As is the case in any divorce, Texas A&M's separation from the Big 12 left plenty of bitter feelings to go around. As a result, public sniping flying between Austin and College Station seemed to focus the narrative of the Aggies' departure through the lens of bickering with in-state rival Texas.
Not surprisingly, A&M’s move was written off by many as probably the greatest example of the school’s supposed inferiority complex. It also generated plenty of skepticism about the long-term prospects for the program and predictions of dire on-field results from the jump.
These days, the Aggies' start in their inaugural season in the vaunted Southeastern Conference is being pointed to as a sign that they belong in America's biggest, baddest conference. A&M fans are rightfully taking the opportunity to serve up heaping helpings of crow to their detractors. Freshman phenom Johnny Football is garnering breathless comparisons to Cam Newton and Tim Tebow.
The hype for the Aggies seems to have hit a fever pitch this week as they travel to Tuscaloosa for a match-up with No. 1 Alabama.
Funny thing: My eyes tell me that this A&M team really isn't much better than last year's squad.
Oh, sure, the way the Aggies are playing definitely looks different under first-year head coach Kevin Sumlin. Yet, is 2012 A&M a better team than the 2011 version? I don’t see it.
The nerds who do those fancy statistical power rankings agree.
Texas A&M Power Rankings, 2011 vs. 2012
The consensus among the geeks: A&M of today is, at best, slightly stronger than A&M of a year ago. Yet, based on records, you'd think we're talking New York Giants versus Little Giants.

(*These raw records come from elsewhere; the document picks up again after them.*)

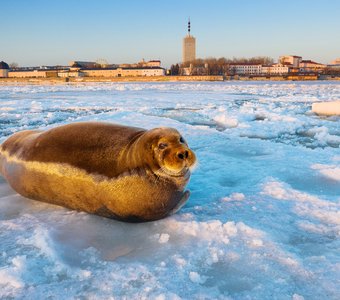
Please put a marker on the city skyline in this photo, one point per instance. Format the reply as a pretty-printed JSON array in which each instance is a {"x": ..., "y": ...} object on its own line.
[{"x": 53, "y": 33}]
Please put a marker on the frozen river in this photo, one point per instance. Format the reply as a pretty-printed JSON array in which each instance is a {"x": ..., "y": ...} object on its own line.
[{"x": 262, "y": 222}]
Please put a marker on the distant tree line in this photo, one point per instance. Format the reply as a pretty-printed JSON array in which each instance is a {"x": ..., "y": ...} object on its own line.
[{"x": 216, "y": 66}]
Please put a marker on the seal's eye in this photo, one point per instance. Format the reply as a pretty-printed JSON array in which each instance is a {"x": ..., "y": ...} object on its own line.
[
  {"x": 182, "y": 140},
  {"x": 162, "y": 145}
]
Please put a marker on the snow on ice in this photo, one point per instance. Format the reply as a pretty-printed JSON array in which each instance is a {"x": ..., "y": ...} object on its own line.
[{"x": 262, "y": 222}]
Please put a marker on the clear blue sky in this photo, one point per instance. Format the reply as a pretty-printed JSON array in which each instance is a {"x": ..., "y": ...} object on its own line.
[{"x": 38, "y": 32}]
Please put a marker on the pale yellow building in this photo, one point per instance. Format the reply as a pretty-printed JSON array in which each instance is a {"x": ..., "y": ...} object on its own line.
[
  {"x": 189, "y": 47},
  {"x": 293, "y": 60}
]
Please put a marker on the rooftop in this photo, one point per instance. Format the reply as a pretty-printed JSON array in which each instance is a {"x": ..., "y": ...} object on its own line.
[{"x": 3, "y": 65}]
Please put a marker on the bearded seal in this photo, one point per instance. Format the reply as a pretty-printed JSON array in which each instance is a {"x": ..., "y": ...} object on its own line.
[{"x": 121, "y": 172}]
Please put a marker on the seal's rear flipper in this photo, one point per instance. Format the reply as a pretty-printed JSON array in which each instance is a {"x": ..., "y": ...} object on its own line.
[{"x": 181, "y": 203}]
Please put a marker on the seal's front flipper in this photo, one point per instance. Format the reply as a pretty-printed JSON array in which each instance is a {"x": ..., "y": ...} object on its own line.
[{"x": 181, "y": 203}]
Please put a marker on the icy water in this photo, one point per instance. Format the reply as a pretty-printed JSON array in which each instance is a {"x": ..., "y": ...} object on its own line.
[{"x": 262, "y": 222}]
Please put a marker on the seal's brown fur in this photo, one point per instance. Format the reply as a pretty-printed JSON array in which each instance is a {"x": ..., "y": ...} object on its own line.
[{"x": 111, "y": 170}]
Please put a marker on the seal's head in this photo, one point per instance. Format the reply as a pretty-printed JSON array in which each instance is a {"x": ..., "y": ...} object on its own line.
[{"x": 171, "y": 153}]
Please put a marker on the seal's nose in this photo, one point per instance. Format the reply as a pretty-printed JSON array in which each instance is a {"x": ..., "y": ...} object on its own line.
[{"x": 184, "y": 154}]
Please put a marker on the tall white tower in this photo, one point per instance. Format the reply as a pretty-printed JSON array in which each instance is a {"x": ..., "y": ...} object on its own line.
[{"x": 189, "y": 47}]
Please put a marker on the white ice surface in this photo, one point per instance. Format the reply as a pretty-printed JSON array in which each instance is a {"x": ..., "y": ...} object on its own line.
[{"x": 262, "y": 222}]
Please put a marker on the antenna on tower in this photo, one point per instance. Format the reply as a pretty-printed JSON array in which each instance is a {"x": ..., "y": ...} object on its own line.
[{"x": 189, "y": 26}]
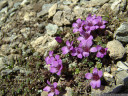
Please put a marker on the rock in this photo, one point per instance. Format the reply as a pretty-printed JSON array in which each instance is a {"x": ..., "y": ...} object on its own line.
[
  {"x": 52, "y": 10},
  {"x": 57, "y": 18},
  {"x": 116, "y": 49},
  {"x": 93, "y": 3},
  {"x": 67, "y": 2},
  {"x": 51, "y": 29},
  {"x": 69, "y": 92},
  {"x": 78, "y": 11},
  {"x": 121, "y": 76},
  {"x": 119, "y": 5},
  {"x": 122, "y": 65},
  {"x": 25, "y": 2},
  {"x": 45, "y": 9},
  {"x": 3, "y": 4},
  {"x": 44, "y": 43},
  {"x": 44, "y": 93},
  {"x": 2, "y": 63},
  {"x": 106, "y": 74},
  {"x": 6, "y": 72},
  {"x": 121, "y": 33}
]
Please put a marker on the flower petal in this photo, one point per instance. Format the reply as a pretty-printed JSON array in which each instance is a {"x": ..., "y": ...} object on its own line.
[
  {"x": 51, "y": 94},
  {"x": 57, "y": 92},
  {"x": 100, "y": 74},
  {"x": 98, "y": 83},
  {"x": 93, "y": 84},
  {"x": 55, "y": 84},
  {"x": 95, "y": 71},
  {"x": 93, "y": 49},
  {"x": 47, "y": 88},
  {"x": 88, "y": 75},
  {"x": 65, "y": 50}
]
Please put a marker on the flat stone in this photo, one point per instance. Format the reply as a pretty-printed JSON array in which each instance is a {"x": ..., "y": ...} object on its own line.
[
  {"x": 121, "y": 33},
  {"x": 3, "y": 4},
  {"x": 118, "y": 5},
  {"x": 116, "y": 49},
  {"x": 52, "y": 10},
  {"x": 44, "y": 44},
  {"x": 45, "y": 9},
  {"x": 122, "y": 65}
]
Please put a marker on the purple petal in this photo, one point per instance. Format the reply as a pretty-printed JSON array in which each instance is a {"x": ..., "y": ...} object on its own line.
[
  {"x": 85, "y": 54},
  {"x": 51, "y": 94},
  {"x": 95, "y": 71},
  {"x": 57, "y": 92},
  {"x": 65, "y": 50},
  {"x": 93, "y": 49},
  {"x": 98, "y": 83},
  {"x": 98, "y": 47},
  {"x": 47, "y": 88},
  {"x": 57, "y": 57},
  {"x": 79, "y": 21},
  {"x": 80, "y": 38},
  {"x": 48, "y": 82},
  {"x": 68, "y": 43},
  {"x": 100, "y": 74},
  {"x": 98, "y": 54},
  {"x": 75, "y": 30},
  {"x": 55, "y": 84},
  {"x": 88, "y": 75},
  {"x": 79, "y": 56},
  {"x": 50, "y": 53},
  {"x": 93, "y": 84},
  {"x": 53, "y": 70}
]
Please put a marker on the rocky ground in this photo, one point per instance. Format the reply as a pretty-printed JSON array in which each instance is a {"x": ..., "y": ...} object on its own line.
[{"x": 27, "y": 33}]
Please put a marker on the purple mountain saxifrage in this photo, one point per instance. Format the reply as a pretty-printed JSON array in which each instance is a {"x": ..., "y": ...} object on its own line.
[{"x": 95, "y": 77}]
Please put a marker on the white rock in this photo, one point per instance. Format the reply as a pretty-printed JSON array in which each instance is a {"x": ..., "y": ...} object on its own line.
[
  {"x": 51, "y": 29},
  {"x": 106, "y": 74},
  {"x": 122, "y": 65},
  {"x": 116, "y": 49},
  {"x": 52, "y": 10},
  {"x": 44, "y": 44}
]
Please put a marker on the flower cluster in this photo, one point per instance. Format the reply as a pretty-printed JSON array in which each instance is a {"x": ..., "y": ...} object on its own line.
[
  {"x": 95, "y": 76},
  {"x": 85, "y": 28},
  {"x": 55, "y": 63},
  {"x": 51, "y": 89}
]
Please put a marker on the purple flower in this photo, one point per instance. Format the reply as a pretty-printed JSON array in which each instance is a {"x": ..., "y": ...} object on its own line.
[
  {"x": 58, "y": 39},
  {"x": 100, "y": 51},
  {"x": 95, "y": 76},
  {"x": 47, "y": 59},
  {"x": 67, "y": 48},
  {"x": 100, "y": 23},
  {"x": 78, "y": 26},
  {"x": 78, "y": 51},
  {"x": 51, "y": 89},
  {"x": 56, "y": 66}
]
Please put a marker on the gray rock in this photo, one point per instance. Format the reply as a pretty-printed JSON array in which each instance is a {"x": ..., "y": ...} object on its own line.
[
  {"x": 57, "y": 18},
  {"x": 52, "y": 10},
  {"x": 25, "y": 2},
  {"x": 67, "y": 2},
  {"x": 121, "y": 77},
  {"x": 121, "y": 33},
  {"x": 45, "y": 9},
  {"x": 6, "y": 72},
  {"x": 44, "y": 43},
  {"x": 118, "y": 5},
  {"x": 51, "y": 29},
  {"x": 3, "y": 4},
  {"x": 116, "y": 49},
  {"x": 122, "y": 65}
]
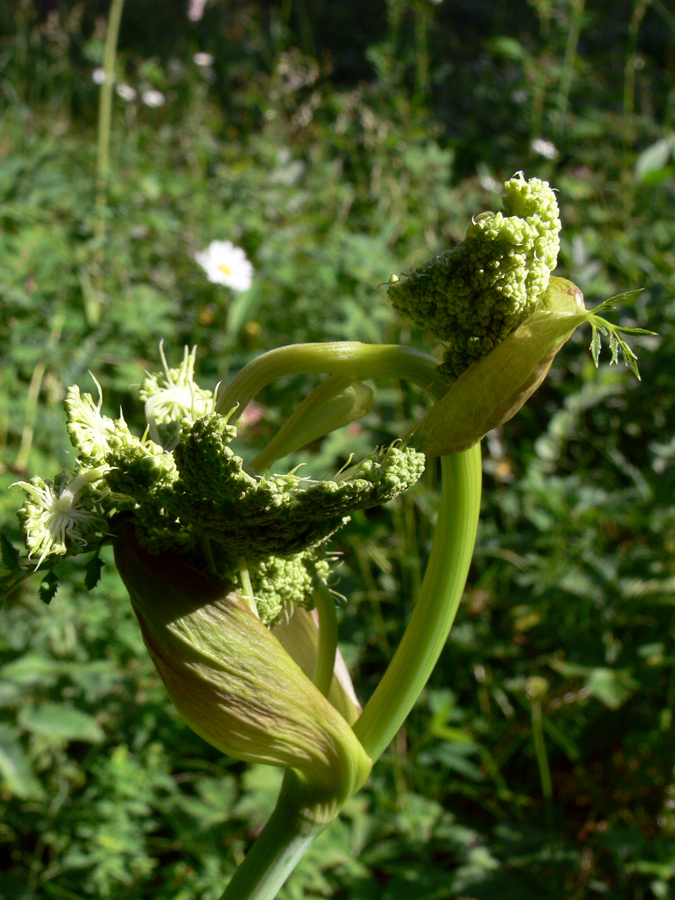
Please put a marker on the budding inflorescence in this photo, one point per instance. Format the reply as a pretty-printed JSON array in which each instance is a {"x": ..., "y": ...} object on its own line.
[
  {"x": 188, "y": 492},
  {"x": 473, "y": 296}
]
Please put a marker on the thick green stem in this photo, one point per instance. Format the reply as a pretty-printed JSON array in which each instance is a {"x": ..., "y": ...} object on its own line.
[
  {"x": 293, "y": 824},
  {"x": 436, "y": 606},
  {"x": 276, "y": 852}
]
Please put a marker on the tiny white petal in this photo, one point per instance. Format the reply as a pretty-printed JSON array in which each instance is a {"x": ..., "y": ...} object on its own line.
[
  {"x": 153, "y": 98},
  {"x": 203, "y": 59},
  {"x": 126, "y": 92}
]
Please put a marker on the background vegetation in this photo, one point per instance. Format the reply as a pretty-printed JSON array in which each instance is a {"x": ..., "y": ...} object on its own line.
[{"x": 338, "y": 143}]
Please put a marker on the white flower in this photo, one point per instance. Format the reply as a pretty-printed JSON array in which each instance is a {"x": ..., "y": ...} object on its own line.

The Aggies currently sit at 7-2 and should finish the regular season no worse than 9-3 (remaining games: at Alabama, Sam Houston State, Missouri). A&M had a 7-6 record in ‘11 and needed a win over Northwestern in the illustrious Meineke Car Care Bowl of Texas to get north of .500.
Along with the attending buzz, what has changed dramatically for A&M is the schedule.
Texas A&M Strength of Schedule, 2011 vs. 2012
(*Note: The SOS rankings for 2012 don't account for the three regular season games yet to be played. I'd argue that even with 'Bama coming up, the totality of the level of competition in those three final games is pretty consistent with the previous nine.)
And what has changed dramatically about A&M’s schedule? Three letters.
A&M’s first season in the SEC has actually given us a nice little test case to judge the top-to-bottom strength of the conference. Put simply, a team of relatively similar quality as the one that played in the Big 12 last season is winning more games this year in a new league.
None of this is to say that A&M isn’t a good team. It also doesn’t mean that the program won’t have a bright future under Sumlin’s leadership. Personally, I don't see how you can't be impressed by what A&M is doing this year.
But A&M's fast start does suggest that we give some consideration to the commonly held perception of the grueling grind of SEC play. Even though the league may have elite teams at the top, the Aggie experiment indicates that the SEC has the same wobbly middle and lower tiers of teams as everyone else. A&M wasn't housing Texas Tech and Missouri a year ago, after all.
It could be that the true revealtion this season isn’t A&M, but the SEC.